RITA.                  La signora saluta il signor Biggioni e si scusa di non poter riceverlo. Ha da scrivere una lettera eppoi dovrà subito uscire. (Esce dalla porta di fondo.)

ENRICO.           Anche ieri ha scritto una lettera. Ne scrive una al giorno. Io volevo salutarla e darle anche le lettere di suo marito ch'essa m'aveva domandato. Gliele regalavo volentieri. Se non le vuole, tanto peggio. Guardi son tutte qui quelle che ricevetti dal povero Valentino nel corso della sua vita.

ANNA                (stendendo la mano). Se vuole gliele darò io.

ENRICO             (è in procinto di consegnare le lettere eppoi si pente). Meglio gliele consegni io stesso. Ho da spiegarle qualche cosa. Questa è la sola lettera che mi scrisse dacché s'era sposato. Sí! meglio gliele consegni io. (Siede.) Fa molto caldo.

ANNA.               S'accomodi.

ENRICO             (con risoluzione improvvisa). Signora! Le ha mai detto la signora Emma ch'io vorrei sposarla?

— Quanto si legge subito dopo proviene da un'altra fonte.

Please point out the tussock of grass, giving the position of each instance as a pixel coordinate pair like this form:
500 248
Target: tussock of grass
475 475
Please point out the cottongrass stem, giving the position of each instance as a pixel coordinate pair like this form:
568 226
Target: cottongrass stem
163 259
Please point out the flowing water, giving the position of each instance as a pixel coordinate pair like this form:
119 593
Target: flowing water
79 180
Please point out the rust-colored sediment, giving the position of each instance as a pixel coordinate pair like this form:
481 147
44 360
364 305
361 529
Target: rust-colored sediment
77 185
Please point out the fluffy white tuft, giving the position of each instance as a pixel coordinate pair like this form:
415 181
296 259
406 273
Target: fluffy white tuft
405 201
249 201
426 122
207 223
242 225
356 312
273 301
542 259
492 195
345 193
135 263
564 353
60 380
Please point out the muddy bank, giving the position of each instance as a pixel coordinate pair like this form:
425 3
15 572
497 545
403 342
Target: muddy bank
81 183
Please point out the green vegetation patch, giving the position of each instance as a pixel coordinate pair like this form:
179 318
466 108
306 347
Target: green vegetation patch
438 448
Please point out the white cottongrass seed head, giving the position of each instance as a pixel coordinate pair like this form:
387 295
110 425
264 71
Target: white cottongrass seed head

ANNA                (stupita). Mai! Quella Emma! Mi parla continuamente di tante cose sgradevoli e di questo non mi disse mai verbo. E che cosa disse Emma di tale Sua proposta? (Curiosa e felice.)

ENRICO.           Non la sentí. Ossia dacché la sentí da altri fa in modo di non sentirmi di non vedermi. Per lei io non esisto piú. (Con tristezza.) Io so ch'essa sa della mia proposta solo per questo suo contegno. Non ebbi altre sue spiegazioni.

ANNA.               Peccato! Vuole che gliene parli io? Vuole cioè che mi prepari a parlargliene di qui a qualche tempo quando il suo dolore si sarà un po' attenuato?

ENRICO             (grato). Grazie, signora. (Poi, disperato.) Solo non capisco proprio questo, come io possa aspettare senza far nulla. Questo è il difficile. Se mi si proponesse di correre dietro al povero Valentino per tentare di raggiungerlo mi rassegnerei piú facilmente. Ma non fare nulla! Sperare e disperare! Riconosco di aver cominciato un po' troppo presto. Quando morí il povero Valentino eravamo tutti disperati… io poi… un mio amico della prima giovinezza, quasi un fratello. E per consolare Umbertino che vedendo piangere tutti piangeva disperatamente anche lui, lo presi in braccio e gli dissi: Calmati, perché se hai perduto un padre ne hai qui pronto un altro.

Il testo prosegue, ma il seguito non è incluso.